Sunday, January 17, 2016

#263

No one plans on divorced parenthood, on ping-ponging the kids between separate homes. It's annoying for M 'n' m. Of course it is. We talk about it. I say things like, "It's challenging, I know, but you're extraordinary! And besides, unbroken homes are boring." So that's dumb and NOT what I say, but I do hint at things like adaptability and breadth of experience. Michael flies on airplanes by himself, and has no qualms about long visits to any of seven or eight different places annually (in different states with different relatives). He's pretty comfortable anywhere, and he's not possessive of things; his stuff is often at Mom's when he's at Dad's, anyway, and vice versa). Divorce isn't the only thing that exposes kids to home-life imperfection, but it's not a happy moment for me as a divorced parent to see the research. I know the statistics. But I know M 'n' m also; I know their teachers, friends, schools, communities. I'm impressed and grateful. There's hope! And I can't really coddle and shield M 'n' m too much, which is good if all the criticism of 'helicopter parenting' is valid. Millennials are mocked for being spoiled, entitled, and expectant of praise and reward for everything they do. I praise the shit out of M 'n' m, frankly, but in some ways, related to the inconveniences of their lifestyle, I wouldn't call them spoiled. (In other ways, hell yeah, they're so spoiled it's crazy.)
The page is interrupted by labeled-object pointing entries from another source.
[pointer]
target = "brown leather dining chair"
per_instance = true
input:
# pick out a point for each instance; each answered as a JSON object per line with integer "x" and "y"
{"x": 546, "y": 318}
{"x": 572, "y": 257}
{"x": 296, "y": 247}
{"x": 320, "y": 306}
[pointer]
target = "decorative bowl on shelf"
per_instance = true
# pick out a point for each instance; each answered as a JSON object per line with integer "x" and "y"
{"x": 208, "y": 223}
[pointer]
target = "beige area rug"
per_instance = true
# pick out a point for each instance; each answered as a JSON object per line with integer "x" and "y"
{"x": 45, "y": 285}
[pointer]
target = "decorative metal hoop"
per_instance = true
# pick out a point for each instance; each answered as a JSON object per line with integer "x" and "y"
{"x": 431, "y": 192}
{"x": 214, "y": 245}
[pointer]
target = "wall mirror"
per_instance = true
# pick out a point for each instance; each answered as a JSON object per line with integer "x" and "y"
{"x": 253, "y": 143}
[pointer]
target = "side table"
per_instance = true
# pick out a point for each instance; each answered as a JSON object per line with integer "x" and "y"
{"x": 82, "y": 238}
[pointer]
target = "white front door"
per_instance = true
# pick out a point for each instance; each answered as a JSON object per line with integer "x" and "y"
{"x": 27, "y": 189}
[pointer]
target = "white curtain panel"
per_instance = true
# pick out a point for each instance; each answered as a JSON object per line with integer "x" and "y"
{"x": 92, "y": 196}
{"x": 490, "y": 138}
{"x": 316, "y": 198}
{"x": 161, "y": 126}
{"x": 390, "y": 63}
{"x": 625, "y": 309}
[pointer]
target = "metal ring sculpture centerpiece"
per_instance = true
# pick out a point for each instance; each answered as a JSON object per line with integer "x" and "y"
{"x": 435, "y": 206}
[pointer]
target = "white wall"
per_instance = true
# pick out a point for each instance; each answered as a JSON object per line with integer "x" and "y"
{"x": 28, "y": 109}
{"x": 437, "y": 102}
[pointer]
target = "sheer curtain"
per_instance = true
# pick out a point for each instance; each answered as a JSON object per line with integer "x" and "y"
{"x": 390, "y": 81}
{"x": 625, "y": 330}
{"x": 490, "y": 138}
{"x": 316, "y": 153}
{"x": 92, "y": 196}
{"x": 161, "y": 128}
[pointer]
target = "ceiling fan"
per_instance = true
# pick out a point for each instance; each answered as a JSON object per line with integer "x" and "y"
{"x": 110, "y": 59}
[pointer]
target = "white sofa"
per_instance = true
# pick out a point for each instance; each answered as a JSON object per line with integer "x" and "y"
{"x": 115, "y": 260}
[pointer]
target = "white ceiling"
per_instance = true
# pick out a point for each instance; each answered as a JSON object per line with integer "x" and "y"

'Grit' as an indicator of success is all the rage. I'm tired of hearing about it, because I'm not sure I possess it. But I hope M 'n' m do. A good life isn't easy or emotionally safe or linear. In electrical engineering, if a problem or relationship is linear, it's easier to understand and project. Not so with life, for most people I know. My childhood was pleasant and convenient and until a few years ago I was afraid of my own shadow. That's overstated, sure, but I hope M 'n' m are okay with discomfort, adversity, uncertainty, ambiguity, mystery. These are part and parcel of a vibrant, abundant, love-filled life. I hope my children's lives can be described this way. Roll with the punches, kids, keep answering the bell, and in doing so, you will honor those who gave you life: God, your ancestors, your loved ones. And believe it or not, you'll have a lot of fun, too. Amen.